Other important issues related to product certification with Liftinstituut

As an applicant try to involve Liftinstituut in the early stage of the project because that will help the estimated project schedule being successful. If you start to involve us at the end of the project you will maybe confronted with undesirable surprises and unexpected delays.

After successfully finishing the product certification Liftinstituut will issue a Certificate of Conformance with a term of three years. Within these three years we will perform a surveillance check required by Guide 65 to see if the product still meets the requirements as certified.

If the applicant changes or modifies the design of the certified product and it has its influences in safety than the applicant has to inform the Liftinstituut.

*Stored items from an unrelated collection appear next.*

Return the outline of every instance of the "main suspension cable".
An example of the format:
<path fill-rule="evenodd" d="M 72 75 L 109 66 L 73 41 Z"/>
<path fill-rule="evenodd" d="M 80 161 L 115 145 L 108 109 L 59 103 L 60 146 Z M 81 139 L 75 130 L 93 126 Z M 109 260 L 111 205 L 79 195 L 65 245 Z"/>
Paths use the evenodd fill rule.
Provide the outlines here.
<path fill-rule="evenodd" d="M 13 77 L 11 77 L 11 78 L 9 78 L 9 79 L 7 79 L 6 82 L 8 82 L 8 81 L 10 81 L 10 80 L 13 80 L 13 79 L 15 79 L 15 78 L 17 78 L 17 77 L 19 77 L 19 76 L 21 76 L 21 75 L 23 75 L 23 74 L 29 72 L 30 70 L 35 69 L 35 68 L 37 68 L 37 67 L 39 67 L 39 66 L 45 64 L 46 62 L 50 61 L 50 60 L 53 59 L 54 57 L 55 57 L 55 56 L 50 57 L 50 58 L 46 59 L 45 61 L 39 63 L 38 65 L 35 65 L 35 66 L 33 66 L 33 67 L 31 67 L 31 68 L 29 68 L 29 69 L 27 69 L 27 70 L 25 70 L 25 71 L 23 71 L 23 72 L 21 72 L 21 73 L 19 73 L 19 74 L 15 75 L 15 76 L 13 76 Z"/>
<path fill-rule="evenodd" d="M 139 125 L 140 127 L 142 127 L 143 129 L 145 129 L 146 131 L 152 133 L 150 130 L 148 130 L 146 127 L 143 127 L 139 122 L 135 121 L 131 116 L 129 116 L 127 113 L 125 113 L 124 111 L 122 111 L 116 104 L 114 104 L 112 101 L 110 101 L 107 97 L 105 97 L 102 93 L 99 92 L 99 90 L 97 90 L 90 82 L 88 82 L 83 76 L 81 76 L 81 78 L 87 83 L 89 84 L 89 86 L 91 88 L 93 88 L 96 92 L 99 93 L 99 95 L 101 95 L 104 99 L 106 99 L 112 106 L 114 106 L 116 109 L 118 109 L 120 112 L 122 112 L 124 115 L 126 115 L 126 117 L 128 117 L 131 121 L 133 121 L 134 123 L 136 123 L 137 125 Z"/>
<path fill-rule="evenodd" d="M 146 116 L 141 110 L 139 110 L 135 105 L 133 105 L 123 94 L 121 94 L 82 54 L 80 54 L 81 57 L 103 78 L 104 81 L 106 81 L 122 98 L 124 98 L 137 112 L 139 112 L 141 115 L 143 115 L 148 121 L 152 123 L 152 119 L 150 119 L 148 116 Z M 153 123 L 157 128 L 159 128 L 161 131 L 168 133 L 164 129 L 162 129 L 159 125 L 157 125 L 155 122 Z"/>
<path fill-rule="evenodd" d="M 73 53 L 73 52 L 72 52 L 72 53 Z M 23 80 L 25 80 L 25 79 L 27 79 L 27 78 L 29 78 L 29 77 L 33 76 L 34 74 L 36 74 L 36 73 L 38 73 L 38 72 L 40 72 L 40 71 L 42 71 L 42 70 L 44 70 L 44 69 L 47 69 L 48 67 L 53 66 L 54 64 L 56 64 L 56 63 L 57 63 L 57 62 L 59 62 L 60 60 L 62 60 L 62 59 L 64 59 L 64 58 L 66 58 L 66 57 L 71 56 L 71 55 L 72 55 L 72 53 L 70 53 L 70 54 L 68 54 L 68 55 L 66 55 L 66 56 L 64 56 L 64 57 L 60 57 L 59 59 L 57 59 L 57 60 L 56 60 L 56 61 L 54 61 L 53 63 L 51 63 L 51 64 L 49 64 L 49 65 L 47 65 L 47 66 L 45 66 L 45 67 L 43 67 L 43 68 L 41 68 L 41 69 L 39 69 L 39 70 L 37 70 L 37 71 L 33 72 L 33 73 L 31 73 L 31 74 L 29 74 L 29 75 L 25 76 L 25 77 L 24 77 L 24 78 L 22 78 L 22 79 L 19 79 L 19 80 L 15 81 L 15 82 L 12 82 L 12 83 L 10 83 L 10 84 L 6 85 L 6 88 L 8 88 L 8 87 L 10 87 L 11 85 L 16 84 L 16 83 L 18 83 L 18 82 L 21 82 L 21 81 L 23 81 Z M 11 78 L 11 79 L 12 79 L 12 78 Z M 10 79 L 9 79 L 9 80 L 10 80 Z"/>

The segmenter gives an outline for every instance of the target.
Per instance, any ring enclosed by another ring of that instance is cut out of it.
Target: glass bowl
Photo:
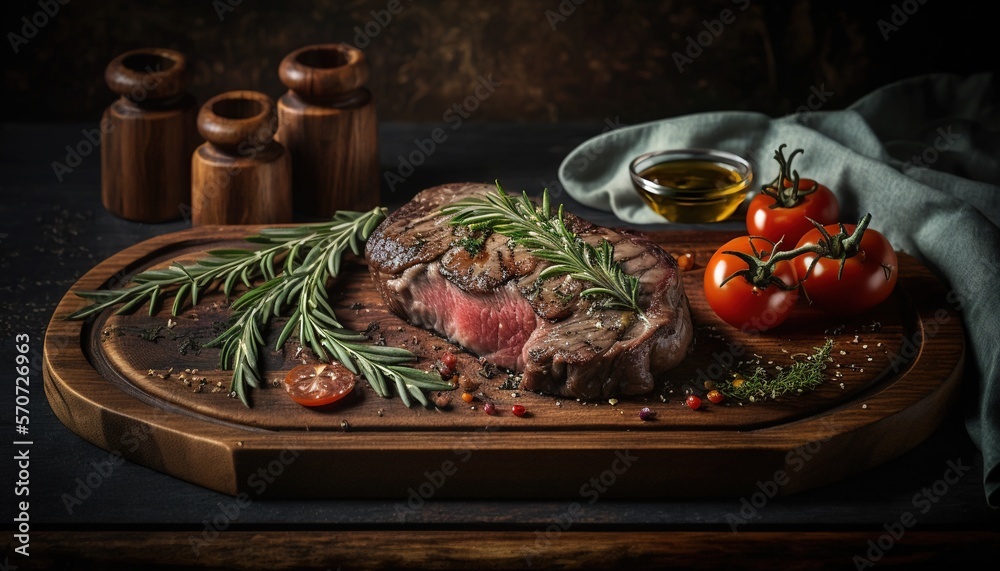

The Liftinstituut will examine the modifications and inform the applicant whether the Certificate of Conformance remains valid. Otherwise the Liftinstituut will revise the Certificate of Conformance and its belonging report if the product still meets the requirements of the A17.7/B44.7. 

For support in setting up a Risk Assessment we can arrange a general course based on our, long term experience and knowledge in this elevator and escalator field. Of course the applicant has to set up his own Risk Assessment Team without Liftinstituut interference for preparing product certification CCD.